I'm working on a project that will be a multi-tenant Saas application, and am having difficulty implementing a way to log into various databases depending on the user login info. Right now, I just want to split traffic between a Sandbox database (for demo purposes, and will be wiped on a regular basis), and an Alpha database (for current client testing and development). I have written the middleware below, config.js
, that detects the user ID on login and assigns a database object using mongoose.createConnection()

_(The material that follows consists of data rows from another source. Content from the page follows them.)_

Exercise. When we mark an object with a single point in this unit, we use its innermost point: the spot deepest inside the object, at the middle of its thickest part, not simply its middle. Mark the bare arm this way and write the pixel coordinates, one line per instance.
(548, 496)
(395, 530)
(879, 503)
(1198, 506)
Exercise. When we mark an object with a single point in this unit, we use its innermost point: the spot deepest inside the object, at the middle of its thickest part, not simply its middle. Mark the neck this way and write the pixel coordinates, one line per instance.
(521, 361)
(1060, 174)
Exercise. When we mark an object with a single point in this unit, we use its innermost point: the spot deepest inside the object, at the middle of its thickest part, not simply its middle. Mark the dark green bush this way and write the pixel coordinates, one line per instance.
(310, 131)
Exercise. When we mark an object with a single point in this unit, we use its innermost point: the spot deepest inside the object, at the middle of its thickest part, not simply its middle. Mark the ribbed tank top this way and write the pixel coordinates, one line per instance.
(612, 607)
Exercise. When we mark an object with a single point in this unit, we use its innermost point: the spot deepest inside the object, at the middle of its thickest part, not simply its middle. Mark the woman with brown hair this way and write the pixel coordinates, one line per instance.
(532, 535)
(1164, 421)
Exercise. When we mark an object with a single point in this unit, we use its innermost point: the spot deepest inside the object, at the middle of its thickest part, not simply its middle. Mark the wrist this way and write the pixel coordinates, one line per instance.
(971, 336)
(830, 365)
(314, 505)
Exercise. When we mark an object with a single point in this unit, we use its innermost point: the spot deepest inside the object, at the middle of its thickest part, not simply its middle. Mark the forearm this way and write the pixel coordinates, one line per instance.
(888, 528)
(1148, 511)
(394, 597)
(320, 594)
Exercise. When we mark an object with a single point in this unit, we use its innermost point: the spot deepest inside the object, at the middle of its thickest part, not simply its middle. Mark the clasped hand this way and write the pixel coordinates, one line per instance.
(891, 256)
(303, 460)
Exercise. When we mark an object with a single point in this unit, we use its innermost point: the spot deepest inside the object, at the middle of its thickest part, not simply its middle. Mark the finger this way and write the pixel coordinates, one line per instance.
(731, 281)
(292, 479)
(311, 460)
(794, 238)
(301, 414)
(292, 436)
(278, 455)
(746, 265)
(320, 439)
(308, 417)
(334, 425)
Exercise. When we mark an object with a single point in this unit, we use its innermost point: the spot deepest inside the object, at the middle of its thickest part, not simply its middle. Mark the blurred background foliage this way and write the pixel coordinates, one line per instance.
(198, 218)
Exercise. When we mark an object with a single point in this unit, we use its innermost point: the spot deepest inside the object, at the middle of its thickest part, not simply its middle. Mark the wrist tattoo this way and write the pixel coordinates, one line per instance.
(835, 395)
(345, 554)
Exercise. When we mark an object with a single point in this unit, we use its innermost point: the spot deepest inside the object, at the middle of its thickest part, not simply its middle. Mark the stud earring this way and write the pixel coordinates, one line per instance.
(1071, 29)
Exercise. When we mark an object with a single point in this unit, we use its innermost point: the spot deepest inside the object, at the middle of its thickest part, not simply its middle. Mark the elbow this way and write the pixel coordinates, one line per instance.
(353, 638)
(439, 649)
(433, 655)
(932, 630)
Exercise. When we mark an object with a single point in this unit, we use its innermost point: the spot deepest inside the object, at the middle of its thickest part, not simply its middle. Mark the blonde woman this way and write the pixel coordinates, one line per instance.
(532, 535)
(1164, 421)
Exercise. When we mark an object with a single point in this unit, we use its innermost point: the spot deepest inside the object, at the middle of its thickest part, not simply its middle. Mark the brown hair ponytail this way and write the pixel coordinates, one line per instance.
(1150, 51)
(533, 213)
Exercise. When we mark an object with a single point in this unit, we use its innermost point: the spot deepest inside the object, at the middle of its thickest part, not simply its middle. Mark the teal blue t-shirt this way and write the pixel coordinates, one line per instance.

. This key-value pair is then added to a store using memory-cache
. Here is the config.js
code:
var mcache = require('memory-cache'),
Promise = require("bluebird"),
mongoose = require('mongoose');
Promise.promisifyAll(require("mongoose"));
(function () {
'use strict';
var dbSand = mongoose.createConnection(process.env.DB_SAND);
var dbAlpha = mongoose.createConnection(process.env.DB_ALPHA);
function dbPathConfigMiddlewareWrapper (){
return function setDbPath(req, res, next){
if ( req ){
if (!mcache.get(req.session.id) && req.body.email){
var login = req.body.email;
if (login === 'demo@mysite.com'){
mcache.put(req.session.id, dbSand);
} else {
mcache.put(req.session.id, dbAlpha);
}
}
req.dbPath = mcache.get(req.session.id);
next();
}
};
}
module.exports = dbPathConfigMiddlewareWrapper;
}());
So far so good. But I have been unsuccessful in calling the correct database in my routes. When I was just using a single database, I could easily use this:
var connStr = process.env.DBPATH;
if(mongoose.connection.readyState === 0){
mongoose.connect(connStr, function(err) {
if (err) throw err;
console.log('Successfully connected to MongoDB');
});
}
Now, I'm trying this to no avail:
var connStr = req.dbPath; //where req.dbPath is assigned in the config middleware above.
if(connStr.connection.readyState === 0){
mongoose.connect(req.dbPath, function(err) {
if (err) throw err;
console.log('Successfully connected to MongoDB');
});
}
Any guidance here would be greatly appreciated. This seems like it should be much more straightforward, and the documentation alludes to it but does not elaborate.